A través de la cámara, ve como la luz del otoño ha transformado los árboles en grandes esqueletos marchitos. Busca una imagen que la devuelva a la vida. Su corazón se ha parado. Camina, trabaja y respira, pero no siente. No puede o no quiere, aún no lo ha decidido.
La carta aplastada y arrugada permanece en el fondo de la bolsa. A veces, cuando va a cambiar de objetivo la ve, al fondo. Entonces siente un latigazo en las entrañas. Pero es una descarga insuficiente. Continúa su paseo mientras siente el peso de la cámara en su cuello, camina despacio por el bosque sin control sobre sus pasos.
Yanira, un descubrimiento pausado, imágenes que se van sumando sin importancia, hasta que un día se unen suavemente y surge la niña tras la niebla.
Poca gente ve a Yanira, pasa desapercibida en un patio de niños felices que corren y gritan. Ella no sonríe, no mira directamente, no participa, no habla.
Vive opaca tras un cristal que ha creado al sentirse diferente.
En el bosque, Amina siente los últimos acontecimientos como un sueño. La manita de Yanira en la suya. Sus ojos lejanos. Sus miedos. Sus ganas de liberarse y correr.
En ese instante una mariposa pasa volando frente a sus ojos. Amina enfoca y dispara captando el momento en que despliega al máximo sus alas. Un rayo de sol penetra a través de las copas de los árboles y tiñe de dorado la escena. Cierra los ojos dejando que la luz le queme el rostro. Al respirar, siente como la realidad va subiendo de volumen.

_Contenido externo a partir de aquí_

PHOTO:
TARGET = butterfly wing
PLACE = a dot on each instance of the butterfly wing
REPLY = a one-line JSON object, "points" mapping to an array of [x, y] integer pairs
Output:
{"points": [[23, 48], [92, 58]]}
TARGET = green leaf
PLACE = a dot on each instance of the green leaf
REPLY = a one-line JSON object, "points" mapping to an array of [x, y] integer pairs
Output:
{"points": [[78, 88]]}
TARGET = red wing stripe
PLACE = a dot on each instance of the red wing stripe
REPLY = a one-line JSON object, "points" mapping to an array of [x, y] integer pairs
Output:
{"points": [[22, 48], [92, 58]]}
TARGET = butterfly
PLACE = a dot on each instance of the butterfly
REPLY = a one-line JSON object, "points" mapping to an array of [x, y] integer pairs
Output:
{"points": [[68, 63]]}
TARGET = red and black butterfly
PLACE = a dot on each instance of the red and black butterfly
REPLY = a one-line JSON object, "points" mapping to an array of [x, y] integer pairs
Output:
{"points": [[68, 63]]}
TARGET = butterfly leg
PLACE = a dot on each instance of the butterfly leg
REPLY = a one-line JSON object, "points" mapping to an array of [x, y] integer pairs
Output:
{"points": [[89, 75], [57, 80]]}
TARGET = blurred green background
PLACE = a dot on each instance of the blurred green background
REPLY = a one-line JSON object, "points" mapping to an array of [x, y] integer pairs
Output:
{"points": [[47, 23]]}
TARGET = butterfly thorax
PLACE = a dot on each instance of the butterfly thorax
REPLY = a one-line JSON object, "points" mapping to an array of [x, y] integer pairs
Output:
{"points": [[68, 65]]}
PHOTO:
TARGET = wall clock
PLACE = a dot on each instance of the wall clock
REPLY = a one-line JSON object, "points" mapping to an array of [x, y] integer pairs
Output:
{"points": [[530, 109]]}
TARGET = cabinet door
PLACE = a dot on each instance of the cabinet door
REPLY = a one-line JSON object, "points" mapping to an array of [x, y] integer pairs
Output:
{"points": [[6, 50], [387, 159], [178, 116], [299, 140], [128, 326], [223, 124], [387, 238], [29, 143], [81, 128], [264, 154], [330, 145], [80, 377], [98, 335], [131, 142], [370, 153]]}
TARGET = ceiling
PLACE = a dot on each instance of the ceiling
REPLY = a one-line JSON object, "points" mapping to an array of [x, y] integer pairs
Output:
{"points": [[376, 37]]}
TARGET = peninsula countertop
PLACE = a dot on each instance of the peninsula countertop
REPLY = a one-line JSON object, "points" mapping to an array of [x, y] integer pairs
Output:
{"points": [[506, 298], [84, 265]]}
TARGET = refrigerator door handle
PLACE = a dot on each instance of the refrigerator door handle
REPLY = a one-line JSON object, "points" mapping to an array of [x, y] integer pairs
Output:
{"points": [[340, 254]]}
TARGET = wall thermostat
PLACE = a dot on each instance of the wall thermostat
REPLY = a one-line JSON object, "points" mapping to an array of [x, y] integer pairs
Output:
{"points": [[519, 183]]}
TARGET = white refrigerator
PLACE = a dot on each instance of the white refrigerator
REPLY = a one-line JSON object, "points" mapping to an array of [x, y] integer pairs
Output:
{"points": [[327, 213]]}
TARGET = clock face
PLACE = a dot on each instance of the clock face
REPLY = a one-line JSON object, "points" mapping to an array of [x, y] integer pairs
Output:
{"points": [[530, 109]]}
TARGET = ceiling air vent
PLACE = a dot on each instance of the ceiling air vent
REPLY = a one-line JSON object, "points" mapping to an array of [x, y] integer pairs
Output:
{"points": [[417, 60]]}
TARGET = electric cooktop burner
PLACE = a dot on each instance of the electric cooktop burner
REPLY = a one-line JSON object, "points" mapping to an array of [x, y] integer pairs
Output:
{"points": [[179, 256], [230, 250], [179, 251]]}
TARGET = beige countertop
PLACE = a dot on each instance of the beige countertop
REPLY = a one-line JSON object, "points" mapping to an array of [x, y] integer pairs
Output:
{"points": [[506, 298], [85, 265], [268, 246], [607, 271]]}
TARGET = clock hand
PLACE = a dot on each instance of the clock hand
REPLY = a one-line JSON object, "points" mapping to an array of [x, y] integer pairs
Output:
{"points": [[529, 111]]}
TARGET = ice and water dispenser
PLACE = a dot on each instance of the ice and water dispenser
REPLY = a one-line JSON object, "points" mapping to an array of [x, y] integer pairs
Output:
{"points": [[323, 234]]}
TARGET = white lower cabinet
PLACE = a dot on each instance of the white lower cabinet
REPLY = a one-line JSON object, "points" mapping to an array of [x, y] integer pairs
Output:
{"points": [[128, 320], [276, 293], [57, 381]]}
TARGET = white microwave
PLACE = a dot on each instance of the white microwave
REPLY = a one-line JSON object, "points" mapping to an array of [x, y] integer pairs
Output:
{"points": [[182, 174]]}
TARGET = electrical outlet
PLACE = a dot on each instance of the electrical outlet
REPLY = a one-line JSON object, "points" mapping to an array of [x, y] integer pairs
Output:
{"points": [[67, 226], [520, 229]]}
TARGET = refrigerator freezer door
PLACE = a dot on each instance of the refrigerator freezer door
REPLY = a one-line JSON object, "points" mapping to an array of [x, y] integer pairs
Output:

Se quita la cámara del cuello, la guarda en su funda y la mete en la mochila junto a la carta.
Se arrodilla junto al árbol y comienza a escarbar en la tierra haciendo un profundo agujero con sus propias manos.
Allí entierra la mochila y, con ella, su visión de un mundo en el que las mariposas son hermosas y las niñas pueden salir de las crisálidas que las devoran volviéndolas invisibles.